Zatrudnię do zbioru wiśni. Zbiór w ostatnim tygodniu lipca. Chętne osoby dowioze i przywioze z powrotem. Sad 20km za Ostrowcem. Zapewniam wode mineralna, dostep do lodowki, kuchenki. Tel 600743807 lub 727320902
1zl ci ktos da jak wisnia 1,4 ma być to interes by miał
Zostawisz na drzewie, to będzie słabiej rodzić.
1 zl uczciwi płacą 0,45 zł to cwaniak niech rwie sam jak chytry,20 lat temu tyle placili albo wiecej
Z tego co pamiętam - 20-30 lat temu dobry rwacz miał ok. 100-120 kg za dzień pracy (ok. 10 godz.) Nie wiem jak teraz, ale jak płacą 0,80 zł/kg to 80-100 zł za dniówkę to bardzo mało. Komu to się opłaca ? Pośrednikom to wiem.

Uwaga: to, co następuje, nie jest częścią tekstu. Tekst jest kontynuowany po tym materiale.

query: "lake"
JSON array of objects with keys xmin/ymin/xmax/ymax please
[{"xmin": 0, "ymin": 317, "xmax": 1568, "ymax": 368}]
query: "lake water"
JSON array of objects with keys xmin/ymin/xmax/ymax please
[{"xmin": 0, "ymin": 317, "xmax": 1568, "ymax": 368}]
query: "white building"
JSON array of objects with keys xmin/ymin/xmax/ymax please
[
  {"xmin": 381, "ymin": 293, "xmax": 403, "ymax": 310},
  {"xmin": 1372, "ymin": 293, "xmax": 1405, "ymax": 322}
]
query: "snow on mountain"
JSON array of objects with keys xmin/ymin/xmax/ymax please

Czyli ty idziesz? Jak byłbyś mądry to byś nie dyskutował, wiedziałbyś że nikt nie będzie zrywał za 50 gr, ani rwaczowi ani tym bardziej sadownikowi się to nie opłaca.

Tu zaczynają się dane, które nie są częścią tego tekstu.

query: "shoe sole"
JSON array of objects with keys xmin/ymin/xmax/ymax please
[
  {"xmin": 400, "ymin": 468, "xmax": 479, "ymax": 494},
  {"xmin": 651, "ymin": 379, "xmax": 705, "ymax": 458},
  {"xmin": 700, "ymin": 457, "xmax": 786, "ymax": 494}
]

Drogi praktyku, obecnie właściciel sadu może sprzedać owoce za śmieszne grosze i jakby tego było mało, nie ma chętnych do pracy. Co mu teraz, w tej konkretnej sytuacji, z owocami, które zaraz nie będą się do niczego nadawały, proponujesz? Widzisz same problemy, a gdzie rozwiązania?
Dzbanie,otrzasarka to to samo co kombajn...Weremczuk czy inne...niejestes sadownikiem tylko wyzyskiwaczem...hoooja kogos obchodzą twoje koszty.Baranie za takie pieniadze sie wisni nieodwozi do skupu tylko zostaja na drzewach przez takich jak ty sa takie ceny..Suke bys gnal do Warszawy za 10 zl ...i z g o o wna serek zrobił...
Lamusie oby takich wyzyskiwaczy bylo jak najmniej,za 45 gr to nawet bym cie nieopluł,cipo życiowa...na krzywdzie biednych ludzi chcesz sie dorobić?....
W sumie to nie wychodzi, tylko jest.
Faktem są niskie ceny skupu i to od lat.
Pytanie proste
Dlaczego sadownicy coraz większe obszary sądzą różnych drzew owocowych( nie wiedzą co czynią?
Sądzę ,że doskonale są w tym co robią rozeznani
To prawds , organizowac sie sadownicy powinni ale jest to mozliwe w cywillizowanym kraju ,gdzie rzadzi prawo ,a nie mafia
Dokładnie. Dobrze że pomogłeś. Czasem trzeba. To też człowiek.